I explained the situation to another nurse. Her theory was: “Maybe she thought you had kidnapped her, and felt it was in her best interest to be cooperative with you. When the tube came out and her family was there, she had no more reason to be cooperative to you.”

Ha Ha. But I think I know the real reason for this “change.” My previous assessment of her mental status was so subjective. She looked up at me sweetly and even kind of smiled with her eyes. I took that to mean she was oriented to the current situation. My instincts were telling me she was oriented, because otherwise she would have been completely agitated.

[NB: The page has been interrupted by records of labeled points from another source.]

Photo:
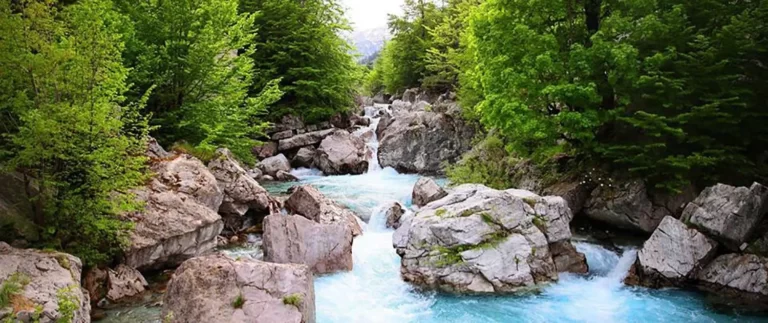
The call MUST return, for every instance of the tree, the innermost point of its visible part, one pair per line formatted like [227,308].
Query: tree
[299,43]
[66,128]
[195,58]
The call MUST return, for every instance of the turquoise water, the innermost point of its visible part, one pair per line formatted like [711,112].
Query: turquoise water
[374,292]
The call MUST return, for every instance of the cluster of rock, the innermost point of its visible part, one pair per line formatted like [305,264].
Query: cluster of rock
[480,240]
[421,134]
[331,147]
[708,247]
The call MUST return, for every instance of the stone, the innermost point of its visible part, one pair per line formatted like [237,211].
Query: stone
[628,205]
[303,140]
[241,191]
[180,218]
[266,150]
[285,176]
[341,154]
[325,248]
[730,214]
[124,282]
[45,276]
[426,190]
[421,142]
[307,201]
[272,165]
[221,289]
[672,255]
[394,214]
[305,157]
[742,276]
[476,240]
[567,258]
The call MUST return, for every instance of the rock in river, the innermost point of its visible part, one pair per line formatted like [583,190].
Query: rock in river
[220,289]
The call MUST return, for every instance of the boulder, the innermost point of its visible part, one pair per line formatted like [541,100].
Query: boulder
[285,176]
[307,201]
[221,289]
[241,191]
[742,276]
[394,214]
[341,153]
[672,255]
[272,165]
[475,240]
[730,214]
[303,140]
[44,280]
[628,205]
[180,219]
[294,239]
[305,157]
[266,150]
[426,190]
[421,142]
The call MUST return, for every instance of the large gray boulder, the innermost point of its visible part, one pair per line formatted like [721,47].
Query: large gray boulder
[628,205]
[730,214]
[307,201]
[44,279]
[672,256]
[325,248]
[477,240]
[742,276]
[180,219]
[340,154]
[421,142]
[221,289]
[272,165]
[426,190]
[303,140]
[241,191]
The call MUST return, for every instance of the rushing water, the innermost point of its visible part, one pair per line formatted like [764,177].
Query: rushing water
[374,292]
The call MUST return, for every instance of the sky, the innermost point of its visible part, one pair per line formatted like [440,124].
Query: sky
[368,14]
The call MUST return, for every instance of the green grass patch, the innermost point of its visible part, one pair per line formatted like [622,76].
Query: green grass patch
[293,299]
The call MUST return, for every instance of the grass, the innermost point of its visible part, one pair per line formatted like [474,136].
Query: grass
[11,287]
[293,299]
[239,301]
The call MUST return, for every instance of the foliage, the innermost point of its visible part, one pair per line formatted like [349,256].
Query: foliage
[668,90]
[488,163]
[299,43]
[195,58]
[12,286]
[66,128]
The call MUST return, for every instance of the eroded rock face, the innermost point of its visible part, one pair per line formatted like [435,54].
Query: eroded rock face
[294,239]
[307,201]
[272,165]
[477,240]
[425,191]
[45,277]
[241,191]
[419,142]
[629,206]
[743,276]
[730,214]
[394,214]
[180,219]
[220,289]
[341,153]
[672,255]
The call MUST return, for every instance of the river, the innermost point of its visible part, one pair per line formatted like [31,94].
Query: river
[373,291]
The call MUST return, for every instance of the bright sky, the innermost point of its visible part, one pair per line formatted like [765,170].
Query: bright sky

The moral of the story? Instincts can be useful at times, but you have to remain objective in your assessment. That goes back to Nursing 101.

So what was really causing this delirium? She may have been withdrawing from the narcotics we had been giving her. She had also been spiking fevers.

But here’s the worst part of this story. She had been cultured out the wazoo to find the source of these fevers. Nothing had ever grown out. Until now. The resident got the phone call from the lab after we extubated her… The result? She was now growing acinetobacter baumannii in her sputum. So not such a good day after all.